Simply put, I adore the sound of a guitar, but even more than that, I worship the sound of two. Jeff’s harmony of voice and strings ebbed and evanesced between melodies seamlessly and Beth’s style was mesmerizing. Both are outstanding musicians, and Beth is a fantastic lyricist, so the mix was euphoric.

But Jeff has no fear.

He approaches everything with a smile or a grin that hides nothing. His actions are random, spontaneous, and sincere; merely actions, with no ulterior motives, mischievous planning, or malicious self-service…unlike the rest of us.
This allows him the ability to take risks, without the declaration that he is taking them. His actions are simple in execution, and could easily backfire, but I doubt he is even thinking about that. He becomes supple to his surroundings and never dwells on the past. In a way, he just exists, living and experiencing every day to the best of his ability.

Are we…Am I afraid to live? But, “what are you talking about? I’m living.” I mean, hey, no one wants to be improvident and end up making a decision that you regret, right?

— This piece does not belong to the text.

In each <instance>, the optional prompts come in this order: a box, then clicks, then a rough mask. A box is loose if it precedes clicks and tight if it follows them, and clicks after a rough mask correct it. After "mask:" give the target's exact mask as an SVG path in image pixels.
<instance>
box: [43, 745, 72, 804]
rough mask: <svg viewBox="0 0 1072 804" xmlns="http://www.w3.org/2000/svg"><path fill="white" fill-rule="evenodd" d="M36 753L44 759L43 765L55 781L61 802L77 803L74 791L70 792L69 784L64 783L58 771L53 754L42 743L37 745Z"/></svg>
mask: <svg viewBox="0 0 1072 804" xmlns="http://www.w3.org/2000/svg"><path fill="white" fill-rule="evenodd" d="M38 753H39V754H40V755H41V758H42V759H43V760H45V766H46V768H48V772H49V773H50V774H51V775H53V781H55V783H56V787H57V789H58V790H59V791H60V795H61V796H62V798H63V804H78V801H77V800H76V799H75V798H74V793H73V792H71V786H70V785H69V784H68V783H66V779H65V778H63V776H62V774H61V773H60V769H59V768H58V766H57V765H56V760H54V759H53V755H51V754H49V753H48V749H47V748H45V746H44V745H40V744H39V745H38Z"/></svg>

We want to be safe, we want to be secure; why risk failure?

Because then we become robots. We continue on the same path with the same routine, until the day we break down. We don’t change. Without risk, nothing changes.

…Maybe this is all part of God’s creative juices. Create one human who is entirely impavid and impervious to any affronts we can muster, then, to compensate, God disperses the mass excess of fear and self-doubt among the rest of us. Perhaps this is why our bodies and minds are so imbalanced (screwed up).

Speaking of change and offering a segway into a non-existent conclusion, I have diagnosed myself with Onychophagia (the compulsion to bite one’s nails) and since its symptoms match mine perfectly, I have hatched a plan to fight it (about bloody time). Two days and counting that I have not bitten or picked my nails (or I have stopped myself in time). Ergo, on some small level, I understand how some Smokers must feel, because this is HARD. I’ve had this habit for years and it has only worsened with age. They said braces would cure me, but it only offered itself as a challenge to the aspiring nail biter! I found ways around my impediment to achieve a higher level of Nail Biting!
It made me feel like I had accomplished something, somehow, like I had beat the system or some such nonsense. Also, as the description of Onychophagia suggests, nail biting serves as a type of energy release (it makes me feel good), so as one can imagine, the event of me depriving myself of such a sensation can be difficult.
So I am converting my overload of self-destructive desires into more positive forms of application…such as forcing myself to pay real attention in Geography (I learned a lot of nifty stuff, too!).

I am not afraid to change. Though my current impetus for this change is a girl, she is well worth the effort.
Old habits die hard, but I’ll die harder.